Alors que la République démocratique du Congo assure la présidence tournante du Conseil de sécurité des Nations unies pour ce mois de juillet, l’organisation internationale a adopté des mesures restrictives envers Corneille Naanga, coordinateur du mouvement rebelle AFC/M23, ainsi que plusieurs autres figures des groupes armés actifs dans l’Est du pays.
Outre Corneille Naanga, ces sanctions visent John Imani Nzenze (chef du renseignement de l’AFC/M23), Charles Sematama (commandant du groupe armé Twirwaneho), Gustave Kubwayo (responsable des FDLR), Sébastien Kimenyi (responsable du renseignement des FDLR) et Muhammed Lumisa (commandant des ADF).

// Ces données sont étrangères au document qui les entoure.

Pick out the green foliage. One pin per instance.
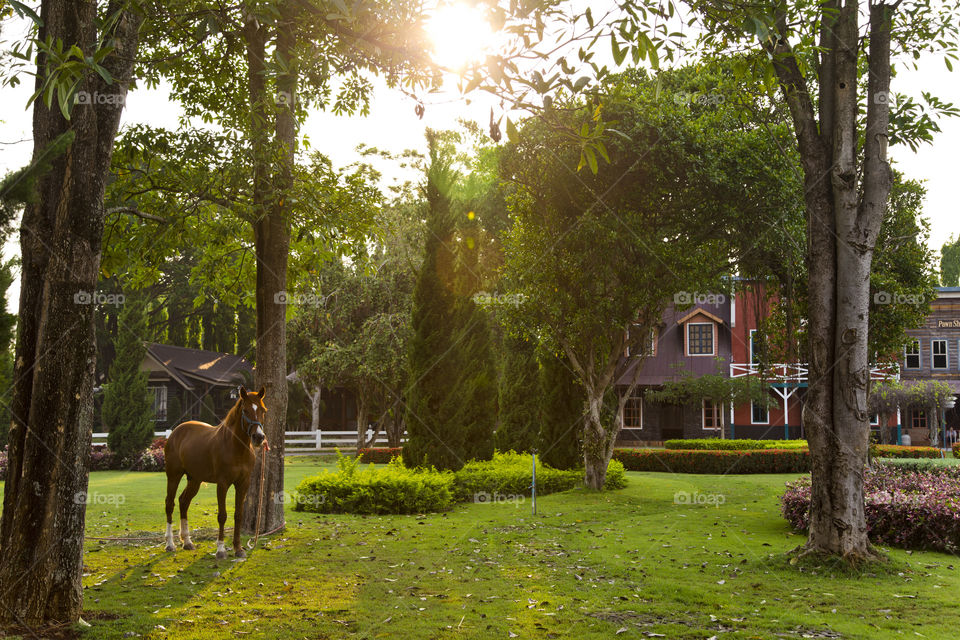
(518, 396)
(716, 444)
(451, 406)
(127, 406)
(950, 263)
(712, 461)
(394, 489)
(560, 413)
(397, 489)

Une décision que l’AFC/M23 qualifie de partiale et injuste, alors que le groupe participe activement à différents mécanismes de recherche de paix dans la région.
Un calendrier stratégique
Le professeur Bob Kabamba, spécialiste des conflits africains à l’Université de Liège, souligne l’ambiguïté de ce timing : « Il sera difficile pour l’ONU de maintenir sa collaboration sur le terrain avec l’AFC/M23 tout en appliquant des sanctions à son encontre. Comment concilier pression diplomatique et participation aux processus de paix ? »
Selon lui, cette mesure pourrait saper la crédibilité des Nations unies dans leur rôle de médiation, alors que la Mission de l’ONU en RDC a régulièrement travaillé avec ce mouvement.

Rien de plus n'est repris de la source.